La recolección y la selección de semillas son prácticas que se hacen en escala muy reducida, principalmente del eucalipto; en la mayoría de casos, es realizada por niños y jóvenes de ambos sexos.
"cuando yo era pequeña mi hermano me hacía escoger la semilla del eucalipto para plantar" (comunaria de Jarana Baja).
Muchas mujeres recolectan frutos no sólo para semillas, sino también para el consumo directo o para uso medicinal; esto les permite incrementar constantemente sus conocimientos sobre los terrenos apropiados para producir esta especie o las condiciones para su regeneración natural.

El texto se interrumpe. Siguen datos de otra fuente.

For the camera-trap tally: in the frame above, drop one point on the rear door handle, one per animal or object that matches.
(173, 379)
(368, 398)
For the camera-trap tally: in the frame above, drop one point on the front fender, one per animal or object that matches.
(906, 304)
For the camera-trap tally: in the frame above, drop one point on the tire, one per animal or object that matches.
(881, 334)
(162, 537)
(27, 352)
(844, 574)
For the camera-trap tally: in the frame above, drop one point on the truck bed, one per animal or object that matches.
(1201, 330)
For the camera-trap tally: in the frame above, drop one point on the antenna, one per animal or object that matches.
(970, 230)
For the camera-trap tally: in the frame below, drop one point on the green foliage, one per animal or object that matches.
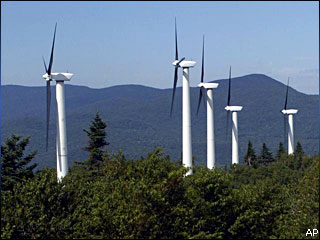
(15, 166)
(151, 198)
(250, 158)
(97, 142)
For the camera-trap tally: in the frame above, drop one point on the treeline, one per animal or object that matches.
(109, 196)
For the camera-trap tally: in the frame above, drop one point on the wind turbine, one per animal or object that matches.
(186, 112)
(290, 113)
(234, 110)
(210, 114)
(61, 141)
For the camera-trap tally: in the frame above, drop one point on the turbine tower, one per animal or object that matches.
(234, 110)
(186, 112)
(290, 113)
(61, 141)
(210, 114)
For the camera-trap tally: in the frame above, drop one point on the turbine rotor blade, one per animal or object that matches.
(229, 90)
(178, 63)
(202, 67)
(202, 76)
(44, 63)
(199, 101)
(48, 112)
(176, 38)
(284, 129)
(285, 103)
(227, 127)
(52, 49)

"Algunos eucaliptos en Jarana Alta crecen por regeneración natural, otros los plantábamos y sin mucho cuidado crecían" (comunaria de Jarana Baja).
Estos conocimientos sobre usos y beneficios forestales expresan un gran potencial de las mujeres para participar en las actividades agroforestales. Asimismo, estos elementos de la cultura forestal, deben articularse en los planes y actividades propuestos por las instituciones.